A incendiare il dibattito non è tanto la destinazione d’uso, quanto l’impatto estetico del nuovo edificio. Definito dai critici “scatolone nero-bianco”, questo si presenta come un blocco geometrico dalle linee nette e dalle ampie superfici vetrate scure, giudicate fuori contesto rispetto all’architettura storica dei lungarni. La soprintendente Antonella Ranaldi aveva già espresso dubbi, sostenendo che sarebbero stati preferibili materiali più tradizionali.

Le foto della nuova costruzione, circolate in massa sui social, hanno suscitato commenti impietosi: “ecomostro”, “ferita aperta”, “pugno nell’occhio”. A colpire, in particolare, è lo scarto fra i rendering iniziali, più chiari e articolati, e il risultato finale, percepito come più imponente e pesante.

Un progetto regolare?

Da Palazzo Vecchio si ribadisce che “tutto è avvenuto secondo legge”. Il progetto ha ricevuto i via libera della Soprintendenza, della Regione Toscana, della Commissione paesaggio del Comune e della Commissione paesaggistica interistituzionale. A consentire la realizzazione nella forma attuale sono state soprattutto le varianti approvate in corso d’opera, che hanno modificato altezza e cromie rispetto al piano originario del 2018–2019.

Un punto delicato riguarda il vincolo Unesco che tutela il centro storico e le rive dell’Arno. Formalmente, secondo i tecnici, l’edificio non lo viola. Ma la percezione pubblica proprio non è d’accordo.

Politica e opposizioni all’attacco

Il fatto è diventato anche un caso politico. Eike Schmidt, ex direttore degli Uffizi e oggi consigliere comunale del centrodestra, ha definito la nuova costruzione “una ferita aperta e sanguinante nel tessuto urbano”. Anche Fratelli d’Italia, con i consiglieri Chelli e Sirello, ha accusato l’amministrazione di “trincerarsi dietro pareri tecnici favorevoli”.

La Lista Schmidt ha rincarato la dose: “È scioccante constatare l’ignoranza della legge e delle procedure da parte di chi gestisce la città. La responsabilità politica è tutta del Comune, della Città Metropolitana e della Regione Toscana, che hanno avuto la maggioranza nelle commissioni decisionali”.
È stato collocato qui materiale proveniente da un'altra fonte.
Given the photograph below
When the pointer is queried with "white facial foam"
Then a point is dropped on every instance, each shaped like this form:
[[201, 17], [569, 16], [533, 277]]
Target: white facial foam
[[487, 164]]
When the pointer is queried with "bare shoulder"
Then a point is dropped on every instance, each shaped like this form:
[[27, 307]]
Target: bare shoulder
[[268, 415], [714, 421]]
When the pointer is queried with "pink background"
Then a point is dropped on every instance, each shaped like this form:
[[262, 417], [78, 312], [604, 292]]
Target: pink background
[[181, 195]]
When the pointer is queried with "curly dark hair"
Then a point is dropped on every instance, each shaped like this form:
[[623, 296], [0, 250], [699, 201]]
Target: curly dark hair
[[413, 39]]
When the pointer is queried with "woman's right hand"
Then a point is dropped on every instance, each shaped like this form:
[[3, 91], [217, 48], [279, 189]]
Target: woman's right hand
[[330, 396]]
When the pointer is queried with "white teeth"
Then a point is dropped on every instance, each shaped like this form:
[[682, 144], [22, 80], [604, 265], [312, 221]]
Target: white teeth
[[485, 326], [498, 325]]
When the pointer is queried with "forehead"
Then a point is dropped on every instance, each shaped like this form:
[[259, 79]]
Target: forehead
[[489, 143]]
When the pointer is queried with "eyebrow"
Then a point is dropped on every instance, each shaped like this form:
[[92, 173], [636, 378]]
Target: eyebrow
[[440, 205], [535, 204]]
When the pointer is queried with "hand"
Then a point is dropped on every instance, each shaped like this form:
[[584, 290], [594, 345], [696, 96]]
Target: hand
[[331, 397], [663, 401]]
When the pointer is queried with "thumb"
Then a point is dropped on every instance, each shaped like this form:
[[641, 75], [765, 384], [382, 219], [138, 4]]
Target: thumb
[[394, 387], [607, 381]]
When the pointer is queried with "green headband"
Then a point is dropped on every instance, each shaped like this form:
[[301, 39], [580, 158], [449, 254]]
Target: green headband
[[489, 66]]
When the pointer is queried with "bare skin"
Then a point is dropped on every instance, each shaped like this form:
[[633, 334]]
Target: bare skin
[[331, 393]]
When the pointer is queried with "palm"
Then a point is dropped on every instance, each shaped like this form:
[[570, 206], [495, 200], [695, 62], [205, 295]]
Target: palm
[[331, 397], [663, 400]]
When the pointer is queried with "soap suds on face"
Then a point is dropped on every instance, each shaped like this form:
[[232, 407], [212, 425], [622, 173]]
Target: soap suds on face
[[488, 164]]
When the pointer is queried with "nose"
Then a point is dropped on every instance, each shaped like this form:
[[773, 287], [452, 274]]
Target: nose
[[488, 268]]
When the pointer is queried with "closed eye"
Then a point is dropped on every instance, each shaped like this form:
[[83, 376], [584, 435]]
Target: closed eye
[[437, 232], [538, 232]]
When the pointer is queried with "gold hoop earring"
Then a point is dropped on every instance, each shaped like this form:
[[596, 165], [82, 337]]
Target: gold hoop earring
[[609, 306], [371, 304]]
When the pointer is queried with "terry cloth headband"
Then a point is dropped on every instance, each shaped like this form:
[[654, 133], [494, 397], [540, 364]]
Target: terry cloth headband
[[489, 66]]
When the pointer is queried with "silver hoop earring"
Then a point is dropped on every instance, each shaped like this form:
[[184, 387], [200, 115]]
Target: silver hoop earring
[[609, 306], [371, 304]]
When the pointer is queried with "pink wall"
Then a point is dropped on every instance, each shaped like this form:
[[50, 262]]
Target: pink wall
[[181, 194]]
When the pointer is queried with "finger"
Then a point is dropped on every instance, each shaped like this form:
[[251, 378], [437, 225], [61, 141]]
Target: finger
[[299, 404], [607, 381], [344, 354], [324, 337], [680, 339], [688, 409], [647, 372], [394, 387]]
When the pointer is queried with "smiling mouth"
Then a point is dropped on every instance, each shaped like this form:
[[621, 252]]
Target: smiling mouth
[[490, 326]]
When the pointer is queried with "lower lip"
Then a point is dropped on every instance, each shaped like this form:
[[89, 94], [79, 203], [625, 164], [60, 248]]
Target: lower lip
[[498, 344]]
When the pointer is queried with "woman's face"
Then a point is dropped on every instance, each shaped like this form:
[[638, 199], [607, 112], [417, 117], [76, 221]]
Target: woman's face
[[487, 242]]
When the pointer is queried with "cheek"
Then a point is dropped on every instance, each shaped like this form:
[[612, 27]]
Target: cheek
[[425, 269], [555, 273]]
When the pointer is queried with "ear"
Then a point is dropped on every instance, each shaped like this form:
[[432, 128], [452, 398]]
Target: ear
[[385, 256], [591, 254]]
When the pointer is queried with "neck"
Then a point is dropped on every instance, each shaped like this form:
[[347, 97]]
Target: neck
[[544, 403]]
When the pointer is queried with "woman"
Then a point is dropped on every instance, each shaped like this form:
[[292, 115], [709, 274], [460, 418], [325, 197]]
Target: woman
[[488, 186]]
Il cubo nero di Firenze, che ne pensano gli esperti

Il fronte critico non si limita alla politica. Antonio Natali, ex direttore degli Uffizi, ha paragonato l’edificio a “una cappa di camino che toglie il respiro a tutto il resto”. L’architetta Fulvia Zeuli, già funzionaria della Soprintendenza, ha liquidato il progetto come “una soluzione pessima”.

Al contrario, l’amministrazione comunale – per voce della sindaca e dell’assessora Biti – difende i procedimenti seguiti, sottolineando la correttezza degli iter autorizzativi. “Non penso che bisogna ragionare tanto di giudizi personali, ma dei percorsi che sono stati fatti”, ha commentato la prima cittadina, invitando per il futuro a promuovere processi di partecipazione più ampi come nel caso dell’ex caserma Lupi di Toscana.